Python Environment Manager
Install uv
Install uv, a lightweight Python environment manager, from https://docs.astral.sh/uv/reference/installer/. You can do this via command line:
# macOS/Linux
curl -LsSf https://astral.sh/uv/install.sh | sh
# Windows (PowerShell)
powershell -ExecutionPolicy ByPass -c "irm https://astral.sh/uv/install.ps1 | iex"Create and Sync Virtual Environment
Then, from the repo root, sync the environment and install PopulationSim:
# from the repo root
uv syncThis creates .venv/ and installs PopulationSim.
Verify Python Executable
Open a bash or PowerShell terminal (use the dropdown arrow beside the terminal name).
Then run:
uv run python --versionYou should see something like:
Python 3.12.xIDE (optional but recommended)
Choose one editor.
Option 1: Positron
Positron is the preferred IDE for this repository. It combines RStudio’s tight R integration with VS Code’s Quarto and Python tooling. Plus, really nice YAML support through YAML Language Support.

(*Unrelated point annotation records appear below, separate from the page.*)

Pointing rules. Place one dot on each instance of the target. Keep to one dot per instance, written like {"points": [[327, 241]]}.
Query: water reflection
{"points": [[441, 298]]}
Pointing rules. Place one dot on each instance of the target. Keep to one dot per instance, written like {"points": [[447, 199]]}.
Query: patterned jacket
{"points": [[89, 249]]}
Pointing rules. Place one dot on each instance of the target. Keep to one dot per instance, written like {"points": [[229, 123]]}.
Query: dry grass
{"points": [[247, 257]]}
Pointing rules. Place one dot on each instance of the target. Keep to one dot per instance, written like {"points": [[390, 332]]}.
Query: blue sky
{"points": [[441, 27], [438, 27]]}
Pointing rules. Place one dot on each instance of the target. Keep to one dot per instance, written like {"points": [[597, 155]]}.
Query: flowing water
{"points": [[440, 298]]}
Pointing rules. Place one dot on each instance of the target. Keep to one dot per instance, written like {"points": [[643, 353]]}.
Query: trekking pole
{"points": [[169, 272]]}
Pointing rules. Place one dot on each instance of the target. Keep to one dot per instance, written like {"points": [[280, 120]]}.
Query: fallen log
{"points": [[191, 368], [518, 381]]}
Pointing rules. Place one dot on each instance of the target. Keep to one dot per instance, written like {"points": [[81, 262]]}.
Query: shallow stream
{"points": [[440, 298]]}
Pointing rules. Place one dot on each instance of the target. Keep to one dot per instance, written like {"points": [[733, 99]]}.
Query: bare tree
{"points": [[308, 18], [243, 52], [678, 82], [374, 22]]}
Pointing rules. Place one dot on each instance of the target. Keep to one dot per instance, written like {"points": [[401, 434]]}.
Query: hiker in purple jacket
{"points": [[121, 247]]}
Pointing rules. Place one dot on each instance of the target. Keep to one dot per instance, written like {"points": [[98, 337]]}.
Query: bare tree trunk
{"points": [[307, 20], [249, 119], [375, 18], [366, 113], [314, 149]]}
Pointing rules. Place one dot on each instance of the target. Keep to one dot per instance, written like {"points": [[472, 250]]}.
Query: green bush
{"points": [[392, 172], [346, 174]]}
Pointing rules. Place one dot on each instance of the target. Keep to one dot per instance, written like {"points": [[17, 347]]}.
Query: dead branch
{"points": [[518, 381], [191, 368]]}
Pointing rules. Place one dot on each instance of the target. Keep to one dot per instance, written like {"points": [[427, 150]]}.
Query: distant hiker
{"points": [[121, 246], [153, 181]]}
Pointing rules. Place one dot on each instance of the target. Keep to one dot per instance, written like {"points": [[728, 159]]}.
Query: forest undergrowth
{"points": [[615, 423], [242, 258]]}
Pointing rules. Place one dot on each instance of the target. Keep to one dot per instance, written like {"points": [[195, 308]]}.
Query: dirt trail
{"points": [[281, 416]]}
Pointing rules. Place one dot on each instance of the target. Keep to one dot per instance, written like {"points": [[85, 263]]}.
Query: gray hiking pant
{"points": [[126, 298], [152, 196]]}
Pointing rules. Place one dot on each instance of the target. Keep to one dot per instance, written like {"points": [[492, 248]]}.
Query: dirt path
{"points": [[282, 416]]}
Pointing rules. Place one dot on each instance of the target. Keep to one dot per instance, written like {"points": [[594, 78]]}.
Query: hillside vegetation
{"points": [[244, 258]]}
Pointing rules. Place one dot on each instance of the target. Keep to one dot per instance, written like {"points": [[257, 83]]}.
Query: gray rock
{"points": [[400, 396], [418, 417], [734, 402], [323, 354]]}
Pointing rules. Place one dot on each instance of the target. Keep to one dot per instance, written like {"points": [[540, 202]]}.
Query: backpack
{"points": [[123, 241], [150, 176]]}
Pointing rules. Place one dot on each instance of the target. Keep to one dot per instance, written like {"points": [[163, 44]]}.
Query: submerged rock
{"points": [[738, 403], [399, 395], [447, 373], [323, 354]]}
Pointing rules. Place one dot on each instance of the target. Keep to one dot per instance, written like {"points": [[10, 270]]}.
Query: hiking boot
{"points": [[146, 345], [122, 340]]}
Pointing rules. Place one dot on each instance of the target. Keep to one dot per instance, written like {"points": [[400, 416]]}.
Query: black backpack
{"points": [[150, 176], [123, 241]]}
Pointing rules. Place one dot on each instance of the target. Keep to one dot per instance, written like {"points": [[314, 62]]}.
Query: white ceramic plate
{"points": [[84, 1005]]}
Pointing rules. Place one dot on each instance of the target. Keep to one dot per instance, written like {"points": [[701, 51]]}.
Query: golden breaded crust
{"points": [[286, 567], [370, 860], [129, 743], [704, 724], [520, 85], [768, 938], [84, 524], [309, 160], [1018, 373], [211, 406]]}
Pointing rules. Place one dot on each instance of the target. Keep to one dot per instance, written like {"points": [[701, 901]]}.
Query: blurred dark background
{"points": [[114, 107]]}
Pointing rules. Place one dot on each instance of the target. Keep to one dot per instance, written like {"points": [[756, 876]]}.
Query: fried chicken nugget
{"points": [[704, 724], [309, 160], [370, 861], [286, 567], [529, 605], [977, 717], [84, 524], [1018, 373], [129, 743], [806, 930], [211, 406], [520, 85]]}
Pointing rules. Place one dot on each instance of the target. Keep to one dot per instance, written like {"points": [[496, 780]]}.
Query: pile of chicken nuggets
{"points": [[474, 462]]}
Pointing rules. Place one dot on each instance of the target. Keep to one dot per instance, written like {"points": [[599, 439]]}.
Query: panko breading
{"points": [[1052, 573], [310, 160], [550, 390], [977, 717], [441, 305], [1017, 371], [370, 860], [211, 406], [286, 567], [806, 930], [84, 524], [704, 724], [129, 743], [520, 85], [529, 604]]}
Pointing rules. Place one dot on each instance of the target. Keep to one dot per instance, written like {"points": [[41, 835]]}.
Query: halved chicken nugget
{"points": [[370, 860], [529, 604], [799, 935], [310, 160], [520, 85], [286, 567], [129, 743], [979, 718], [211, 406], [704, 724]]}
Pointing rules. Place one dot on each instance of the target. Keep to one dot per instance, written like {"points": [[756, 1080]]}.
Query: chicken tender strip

Download from: https://positron.posit.co/download
After installing:
Open the repository folder: (
File → Open Folder, then select your clonedhts_weighting-psrc_2025directory).Confirm Positron detects R, Python, and Quarto Open an R Terminal in Positron (
Ctrl+Shift+Ror use the dropdown in the terminal panel).
Then run:
R.version.stringYou should see:
"R version 4.4.3 (2025-01-15)"Next check for Python:
uv run python --versionYou should see something like:
Python 3.12.xNot seeing the right versions? Check the Positron documentation at Interpreter Startup.
Quarto comes bundled with Positron, so just verify it’s working.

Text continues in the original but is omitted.